Ray, 62, has returned to Tucson and his family, and he still has the coaching itch, eagerly looking for (paying) work.

His time at Arizona ended last year after he faced a domestic violence charge, forcing him to miss the last three weeks of the season. The UA announced his resignation in June. The charge was dismissed in November, but that came too late for Ray to find something of a permanent job for the 2013 season.

Ray spent 21 seasons in two stints at Arizona as an assistant coach at Arizona, twice serving as interim head coach when Mike Candrea was coaching the U.S. Olympic team. In between his two tours with the Wildcats, Ray was the first head coach in Florida history, going 169-106 in four seasons.

“I told Mike a couple of years ago that I wanted to work until I was 65,” Ray said.

“Like him, I will go as long as I’m healthy and I’m enjoying it. I’m both of those. I don’t really want to set a time when I’m going to retire. I would like to stay in it.”

Ray, who arrived with Candrea at Arizona in 1986, has long been noted as one of the top teachers of slap-hitting in the game.

When Caitlin Lowe — who would become an Arizona All-American and U.S. Olympian — was on an unofficial recruiting trip to UA, Ray asked, “Who taught you how to slap hit?”

“You did,” she replied. “I watched your tape.”

Lowe’s early development was aided by Ray’s “Teaching the Slappers” instructional video he produced in the early 1990s.

Ray said he followed the Wildcats as much as he could this season, when Arizona struggled to a 33-26 record, eliminated in the NCAA regional in College Station, Texas.

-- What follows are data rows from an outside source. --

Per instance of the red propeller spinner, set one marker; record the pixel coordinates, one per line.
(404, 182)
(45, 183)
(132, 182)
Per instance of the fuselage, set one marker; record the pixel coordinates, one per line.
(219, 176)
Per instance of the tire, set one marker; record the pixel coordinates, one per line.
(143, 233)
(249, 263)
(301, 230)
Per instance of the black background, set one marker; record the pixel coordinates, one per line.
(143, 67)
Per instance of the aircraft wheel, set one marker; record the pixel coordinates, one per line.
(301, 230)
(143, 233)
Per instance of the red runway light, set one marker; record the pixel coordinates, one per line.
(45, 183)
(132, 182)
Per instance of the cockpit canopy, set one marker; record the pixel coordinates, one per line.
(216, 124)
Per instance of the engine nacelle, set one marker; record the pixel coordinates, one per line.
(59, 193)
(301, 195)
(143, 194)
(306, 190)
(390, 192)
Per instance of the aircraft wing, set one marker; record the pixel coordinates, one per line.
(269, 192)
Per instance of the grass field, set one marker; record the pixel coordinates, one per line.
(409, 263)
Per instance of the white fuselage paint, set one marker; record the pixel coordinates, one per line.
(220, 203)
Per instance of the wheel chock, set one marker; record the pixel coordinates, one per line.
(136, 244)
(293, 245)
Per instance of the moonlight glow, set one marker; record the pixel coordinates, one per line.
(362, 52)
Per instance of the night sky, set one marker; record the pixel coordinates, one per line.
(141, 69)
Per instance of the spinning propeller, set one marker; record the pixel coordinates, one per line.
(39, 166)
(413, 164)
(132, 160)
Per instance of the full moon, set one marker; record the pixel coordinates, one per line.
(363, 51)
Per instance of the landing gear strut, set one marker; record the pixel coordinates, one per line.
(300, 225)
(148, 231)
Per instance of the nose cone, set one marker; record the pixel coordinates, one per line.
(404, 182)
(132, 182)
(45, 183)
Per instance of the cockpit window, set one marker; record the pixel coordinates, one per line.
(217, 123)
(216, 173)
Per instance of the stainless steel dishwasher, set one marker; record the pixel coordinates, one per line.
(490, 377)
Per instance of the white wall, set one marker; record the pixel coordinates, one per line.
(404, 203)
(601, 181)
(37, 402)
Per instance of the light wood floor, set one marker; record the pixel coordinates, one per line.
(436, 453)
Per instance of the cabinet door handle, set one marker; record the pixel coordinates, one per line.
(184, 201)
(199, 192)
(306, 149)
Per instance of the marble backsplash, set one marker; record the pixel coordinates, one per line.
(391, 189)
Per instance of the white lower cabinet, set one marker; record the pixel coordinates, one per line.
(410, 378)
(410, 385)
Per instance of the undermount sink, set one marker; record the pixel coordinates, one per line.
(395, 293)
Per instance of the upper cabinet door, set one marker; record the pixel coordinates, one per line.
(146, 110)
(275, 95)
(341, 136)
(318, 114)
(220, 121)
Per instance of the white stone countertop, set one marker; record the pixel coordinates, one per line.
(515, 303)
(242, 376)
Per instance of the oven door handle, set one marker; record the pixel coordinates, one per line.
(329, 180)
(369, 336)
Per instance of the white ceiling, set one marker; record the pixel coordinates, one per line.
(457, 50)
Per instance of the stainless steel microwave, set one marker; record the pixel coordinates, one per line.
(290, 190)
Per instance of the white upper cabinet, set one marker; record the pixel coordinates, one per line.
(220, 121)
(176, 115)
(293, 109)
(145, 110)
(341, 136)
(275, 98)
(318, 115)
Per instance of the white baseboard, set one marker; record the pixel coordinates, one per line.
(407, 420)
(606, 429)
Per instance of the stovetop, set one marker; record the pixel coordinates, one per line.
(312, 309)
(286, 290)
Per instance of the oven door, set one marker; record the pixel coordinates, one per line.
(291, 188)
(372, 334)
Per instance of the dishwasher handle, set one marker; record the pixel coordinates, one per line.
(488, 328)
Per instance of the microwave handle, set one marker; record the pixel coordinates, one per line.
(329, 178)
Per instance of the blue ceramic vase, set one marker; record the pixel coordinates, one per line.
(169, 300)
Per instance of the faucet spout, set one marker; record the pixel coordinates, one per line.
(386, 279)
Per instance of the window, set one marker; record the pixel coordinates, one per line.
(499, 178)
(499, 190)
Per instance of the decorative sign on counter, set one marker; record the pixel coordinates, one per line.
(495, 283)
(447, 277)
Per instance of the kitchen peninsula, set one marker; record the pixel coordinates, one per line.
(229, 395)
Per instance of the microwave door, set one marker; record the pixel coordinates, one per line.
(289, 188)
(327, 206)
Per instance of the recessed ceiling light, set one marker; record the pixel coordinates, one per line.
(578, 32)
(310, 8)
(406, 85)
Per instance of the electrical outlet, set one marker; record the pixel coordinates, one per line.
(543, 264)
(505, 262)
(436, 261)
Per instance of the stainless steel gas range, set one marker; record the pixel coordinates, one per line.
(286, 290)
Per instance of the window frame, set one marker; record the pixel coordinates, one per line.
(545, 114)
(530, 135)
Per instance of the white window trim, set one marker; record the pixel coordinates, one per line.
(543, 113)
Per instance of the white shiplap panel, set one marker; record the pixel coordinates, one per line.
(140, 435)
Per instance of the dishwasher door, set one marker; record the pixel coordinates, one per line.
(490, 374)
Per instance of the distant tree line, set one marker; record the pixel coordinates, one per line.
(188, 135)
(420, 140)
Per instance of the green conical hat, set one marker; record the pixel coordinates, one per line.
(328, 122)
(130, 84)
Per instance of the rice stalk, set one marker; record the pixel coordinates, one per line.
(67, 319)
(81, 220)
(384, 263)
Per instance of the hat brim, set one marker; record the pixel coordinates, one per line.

The Cats have failed to reach the Women’s College World Series in each of the past three seasons, a startling decline for a program that won eight national titles from 1991 to 2007. Arizona’s pitching hasn’t worked out as planned for several years and there has been a decrease in elite talent, which, Ray acknowledges, can be traced to when Candrea was coaching the U.S. team in 2008 and not available for recruiting.

“I feel responsible for where they are right now,” Ray said. “I was one of the major recruiters on a lot of those kids who are in the program right now. … Arizona softball has a special place in my heart and I want to see them continue to be successful.

“And they will be. Mike will get them back on track.”

Ray is hoping to get back on track, too. With a championship pedigree, he’s still in demand for camps and clinics, and he’ll be working events in San Antonio, Chicago and Atlanta this summer.